Upon hearing this, the children are extremely disheartened and figure they probably haven't found the right place after all, at which point Puddleglum interjects with the passage that made me stop and say "Wow!":
"Don't you mind him," said Puddleglum. "There are no accidents. Our guide is Aslan; and he was there when the giant King caused the letters to be cut, and he knew already all things that would come of them; including this."
I knew The Lion, the Witch, and the Wardrobe was allegorical, we all know that, but I didn't remember that clear reference to God's sovereignty in this book! Simply amazing.
7 comments:
I love the Chronicles of Narnia for that very reason. There are so many points in the books where CS Lewis is clearly speaking of God and it is awesome. I don't think I will ever grow out of loving these books.
I recently reread The Silver Chair and was incredibly impressed by the philosophical arguments presented through the text. I especially noticed this one, above, and the beautiful refutation of agnosticism in the final showdown with the Witch. Additionally, the smell of burnt Marshwiggle is not at all enchanting!
But on the topic of literary presentations of sovereignty, one of my favorite passages of Lewis (and in all of literature) comes from Perelandra:
""It is not for nothing that you are named Ransom," said the Voice.
And he knew that this was no fancy of his own. He knew it for a very curious reason--because he had known for many years that his surname was derived not from "ransom" but from "Ranolf's son." It would never have occurred to him thus to associate the two words. To connect the name Ransom with the act of ransoming would have been for him a mere pun. But even his voluble self did not now dare to suggest that the Voice was making a play upon words. All in a moment of time he perceived that what was, to human philologists, a merely accidental resemblance of two sounds, was in truth no accident. The whole distinction between things accidental and things designed, like the distinction between fact and myth, was purely terrestrial. The pattern is so large that within the little frame of earthly experience there appear pieces of it between which we can see no connection, and other pieces between which we can. Hence we rightly, for our use, distinguish the accidental from the essential. But step outside that frame and the distinction drops down into teh void, fluttering useless wings. He had been forced out fo teh frame, caught up into the larger pattern. He knew now why the old philosophers had said that there is no such thing as chance or fortune beyond the Moon. Before his Mother had borne him, before his ancestors had been called Ransoms, before "ransom" had been the name for a payment that delivers, before the world was made, all these things had so stood together in eternity that the very significance of the pattern at this point lay in their coming together in just this fashion. And he bowed his head and groaned and repined against his fate--to be still a man and yet to be forced up into the metaphysical world, to enact what philosophy only thinks."

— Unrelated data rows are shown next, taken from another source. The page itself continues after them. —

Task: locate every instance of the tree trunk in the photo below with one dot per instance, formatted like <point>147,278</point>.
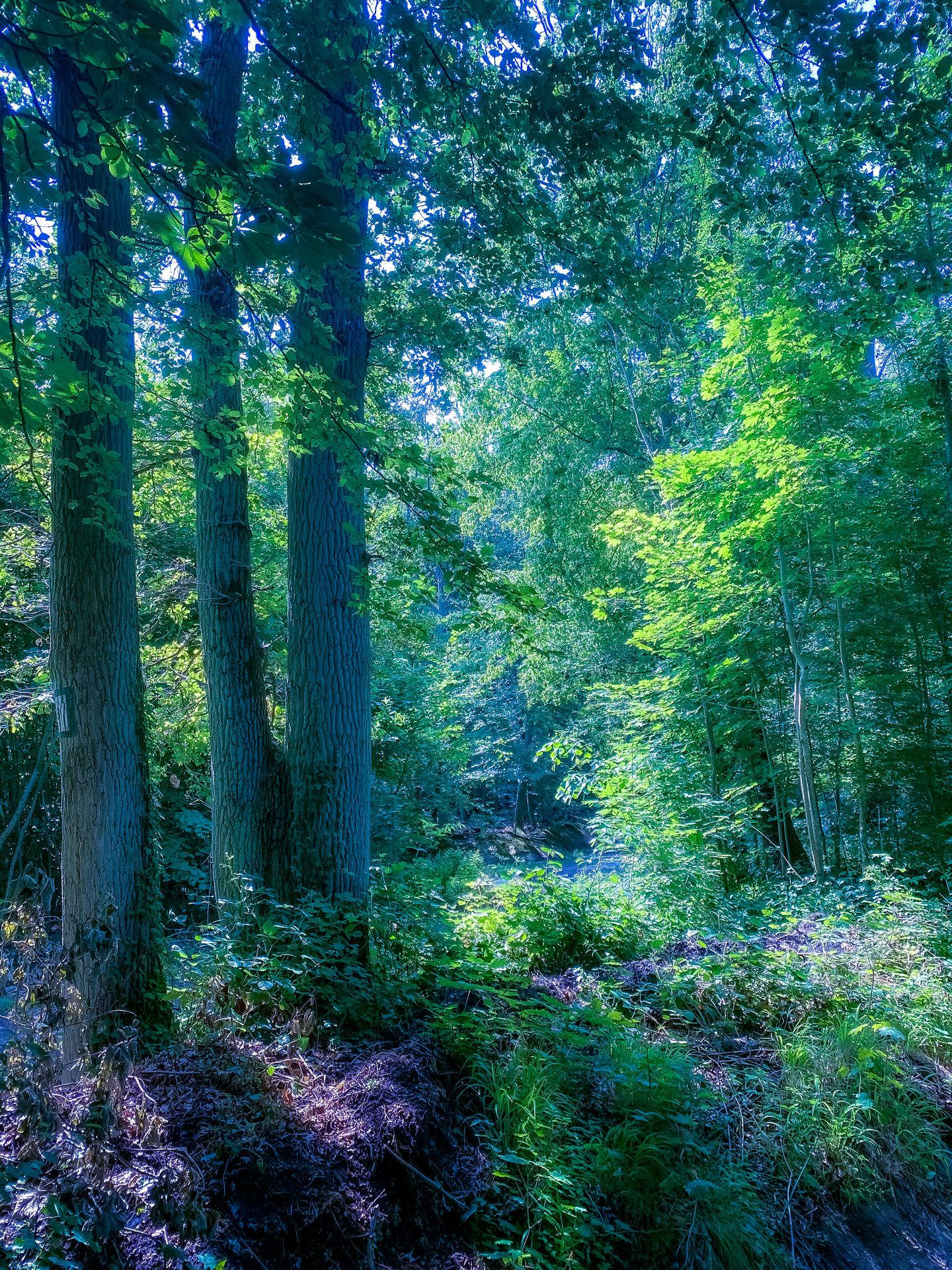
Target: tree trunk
<point>248,792</point>
<point>805,753</point>
<point>862,789</point>
<point>329,672</point>
<point>110,912</point>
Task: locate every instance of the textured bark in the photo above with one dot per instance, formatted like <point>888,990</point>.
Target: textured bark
<point>856,732</point>
<point>248,790</point>
<point>805,749</point>
<point>108,879</point>
<point>329,679</point>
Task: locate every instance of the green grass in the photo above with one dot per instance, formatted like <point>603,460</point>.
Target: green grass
<point>695,1118</point>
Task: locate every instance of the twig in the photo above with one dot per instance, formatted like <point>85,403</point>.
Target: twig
<point>430,1181</point>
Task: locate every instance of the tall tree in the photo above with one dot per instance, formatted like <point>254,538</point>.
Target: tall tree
<point>108,876</point>
<point>248,792</point>
<point>329,659</point>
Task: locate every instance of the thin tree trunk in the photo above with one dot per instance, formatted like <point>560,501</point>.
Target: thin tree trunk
<point>862,789</point>
<point>329,681</point>
<point>108,874</point>
<point>248,792</point>
<point>805,756</point>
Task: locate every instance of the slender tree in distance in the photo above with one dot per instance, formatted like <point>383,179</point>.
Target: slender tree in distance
<point>329,658</point>
<point>248,790</point>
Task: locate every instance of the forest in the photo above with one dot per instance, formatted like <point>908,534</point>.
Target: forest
<point>475,634</point>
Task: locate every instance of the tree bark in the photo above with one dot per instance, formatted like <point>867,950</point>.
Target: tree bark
<point>862,788</point>
<point>110,913</point>
<point>248,790</point>
<point>329,658</point>
<point>805,753</point>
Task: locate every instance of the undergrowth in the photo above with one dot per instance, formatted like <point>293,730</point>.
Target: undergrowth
<point>692,1104</point>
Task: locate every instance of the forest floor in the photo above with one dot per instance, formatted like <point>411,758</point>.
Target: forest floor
<point>507,1082</point>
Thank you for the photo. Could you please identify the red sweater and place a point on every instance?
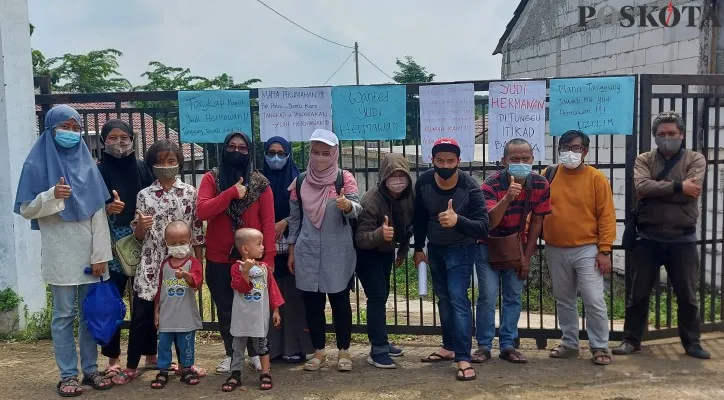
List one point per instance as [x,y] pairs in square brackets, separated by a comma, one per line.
[211,207]
[241,285]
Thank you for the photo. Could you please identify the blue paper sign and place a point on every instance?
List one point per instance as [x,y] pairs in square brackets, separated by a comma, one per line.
[208,116]
[596,106]
[369,112]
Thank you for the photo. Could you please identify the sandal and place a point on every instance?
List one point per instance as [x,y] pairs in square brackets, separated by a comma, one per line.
[601,357]
[124,376]
[513,356]
[563,352]
[344,362]
[190,377]
[436,357]
[160,381]
[97,381]
[480,356]
[266,382]
[69,383]
[461,374]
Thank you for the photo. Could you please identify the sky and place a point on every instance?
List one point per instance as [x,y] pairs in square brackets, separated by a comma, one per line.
[452,39]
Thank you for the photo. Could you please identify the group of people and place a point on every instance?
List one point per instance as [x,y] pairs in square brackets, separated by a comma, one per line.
[279,244]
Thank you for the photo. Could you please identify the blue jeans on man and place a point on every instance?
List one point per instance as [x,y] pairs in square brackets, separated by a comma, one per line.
[488,281]
[451,268]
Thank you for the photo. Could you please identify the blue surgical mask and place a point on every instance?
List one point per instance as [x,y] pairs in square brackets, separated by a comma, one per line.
[67,139]
[520,170]
[276,163]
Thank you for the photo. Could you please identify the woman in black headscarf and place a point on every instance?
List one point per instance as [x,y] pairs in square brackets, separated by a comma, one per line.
[232,197]
[292,342]
[124,176]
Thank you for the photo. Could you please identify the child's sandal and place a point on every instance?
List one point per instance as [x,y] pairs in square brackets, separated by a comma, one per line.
[266,382]
[160,381]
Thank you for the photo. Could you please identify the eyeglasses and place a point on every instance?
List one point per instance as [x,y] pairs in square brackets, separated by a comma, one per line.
[243,149]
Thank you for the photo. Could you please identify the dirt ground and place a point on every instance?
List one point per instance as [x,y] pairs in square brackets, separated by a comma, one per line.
[662,371]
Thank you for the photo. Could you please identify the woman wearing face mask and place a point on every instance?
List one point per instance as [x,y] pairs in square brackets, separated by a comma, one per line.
[232,197]
[292,341]
[124,176]
[64,196]
[321,248]
[166,200]
[385,224]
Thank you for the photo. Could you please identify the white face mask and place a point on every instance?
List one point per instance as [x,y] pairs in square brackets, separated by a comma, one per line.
[180,251]
[570,159]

What an incredible passage. I'm going to go think about it for a while.
I agree, Rayanna!
Ah, yes, Perelandra (and the rest of the Space Trilogy) is also very good in that respect, John.
um...which comment did you want published? Or, just delete whichever one you want to.

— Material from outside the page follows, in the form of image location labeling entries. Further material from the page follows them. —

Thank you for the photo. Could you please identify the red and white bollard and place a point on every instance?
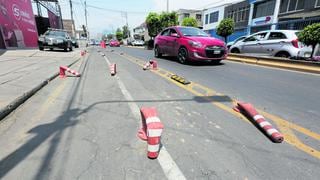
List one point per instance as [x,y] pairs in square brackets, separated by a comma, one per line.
[154,64]
[113,69]
[151,131]
[273,133]
[146,66]
[63,70]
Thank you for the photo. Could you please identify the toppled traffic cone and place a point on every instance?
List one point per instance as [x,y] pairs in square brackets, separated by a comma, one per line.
[82,53]
[250,111]
[151,131]
[154,64]
[63,70]
[113,69]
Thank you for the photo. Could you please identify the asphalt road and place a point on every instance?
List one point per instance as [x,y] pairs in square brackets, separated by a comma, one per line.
[85,128]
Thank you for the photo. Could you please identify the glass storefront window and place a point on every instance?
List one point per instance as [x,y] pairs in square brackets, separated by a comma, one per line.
[264,9]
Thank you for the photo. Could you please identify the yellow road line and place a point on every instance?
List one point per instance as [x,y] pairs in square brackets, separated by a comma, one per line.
[285,127]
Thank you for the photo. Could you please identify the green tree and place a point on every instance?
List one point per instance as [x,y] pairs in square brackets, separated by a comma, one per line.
[119,34]
[310,36]
[190,21]
[153,24]
[110,36]
[126,32]
[168,19]
[225,28]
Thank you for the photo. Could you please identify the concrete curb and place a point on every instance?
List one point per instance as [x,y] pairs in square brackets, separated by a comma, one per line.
[303,66]
[21,99]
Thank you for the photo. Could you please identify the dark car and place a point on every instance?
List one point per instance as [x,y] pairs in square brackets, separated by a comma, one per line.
[189,44]
[55,38]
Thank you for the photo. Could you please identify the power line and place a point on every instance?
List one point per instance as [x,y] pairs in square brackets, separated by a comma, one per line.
[113,10]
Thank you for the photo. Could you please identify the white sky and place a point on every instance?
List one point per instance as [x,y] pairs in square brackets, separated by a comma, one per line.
[106,21]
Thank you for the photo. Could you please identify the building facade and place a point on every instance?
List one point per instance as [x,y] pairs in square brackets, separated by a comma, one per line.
[185,13]
[211,19]
[239,12]
[283,14]
[141,32]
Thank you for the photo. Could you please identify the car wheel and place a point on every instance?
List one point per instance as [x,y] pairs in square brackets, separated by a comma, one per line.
[157,53]
[283,54]
[183,55]
[215,62]
[235,50]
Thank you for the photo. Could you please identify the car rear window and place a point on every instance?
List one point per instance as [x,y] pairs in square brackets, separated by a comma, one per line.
[277,35]
[56,33]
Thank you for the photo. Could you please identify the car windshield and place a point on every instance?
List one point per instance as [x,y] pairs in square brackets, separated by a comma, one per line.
[187,31]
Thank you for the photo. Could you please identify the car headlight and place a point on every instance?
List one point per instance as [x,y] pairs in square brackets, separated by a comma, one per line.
[195,44]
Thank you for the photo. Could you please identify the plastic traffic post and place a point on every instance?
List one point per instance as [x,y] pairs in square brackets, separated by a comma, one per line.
[63,70]
[249,110]
[113,69]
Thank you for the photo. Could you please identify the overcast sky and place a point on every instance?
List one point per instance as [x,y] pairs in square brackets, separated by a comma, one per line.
[106,21]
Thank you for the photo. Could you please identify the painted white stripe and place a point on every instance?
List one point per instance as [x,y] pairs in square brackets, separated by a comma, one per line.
[153,148]
[154,132]
[264,123]
[152,119]
[271,131]
[169,167]
[256,117]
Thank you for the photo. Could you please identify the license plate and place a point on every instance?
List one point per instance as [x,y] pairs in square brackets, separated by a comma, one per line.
[216,52]
[307,54]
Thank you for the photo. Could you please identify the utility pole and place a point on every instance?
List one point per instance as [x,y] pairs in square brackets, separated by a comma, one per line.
[72,21]
[86,16]
[127,24]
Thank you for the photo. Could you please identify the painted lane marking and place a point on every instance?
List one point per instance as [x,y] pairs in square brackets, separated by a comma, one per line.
[169,167]
[284,126]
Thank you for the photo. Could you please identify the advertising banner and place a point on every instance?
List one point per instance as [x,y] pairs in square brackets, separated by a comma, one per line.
[17,23]
[54,20]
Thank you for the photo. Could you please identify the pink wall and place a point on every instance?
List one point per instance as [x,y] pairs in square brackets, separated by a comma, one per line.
[18,24]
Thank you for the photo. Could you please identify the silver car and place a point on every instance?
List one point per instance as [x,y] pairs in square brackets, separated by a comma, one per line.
[279,43]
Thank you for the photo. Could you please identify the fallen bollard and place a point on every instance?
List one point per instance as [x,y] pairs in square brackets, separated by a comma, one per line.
[151,131]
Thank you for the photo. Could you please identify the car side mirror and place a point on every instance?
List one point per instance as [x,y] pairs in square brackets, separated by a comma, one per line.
[175,35]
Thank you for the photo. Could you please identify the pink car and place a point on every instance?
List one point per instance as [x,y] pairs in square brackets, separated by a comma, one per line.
[188,43]
[114,43]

Excellent post, Natalie. Can you send this to Jessica somehow? She loves Lewis also, but not sure how much facebook reading she gets to do.
Keep on writing.
Thank you!
Sure, I could send her the link. :)
Very sorry about that, Natalie...Google was giving me an error on posting, so I thought I had to retype and repost. The first is the full comment--it includes my thoughts on Marshwiggles!
Unfortunately, because I didn't log in with my Google account, I am unable to retrieve/delete the comment. Arrgh...
Ok, I fixed it.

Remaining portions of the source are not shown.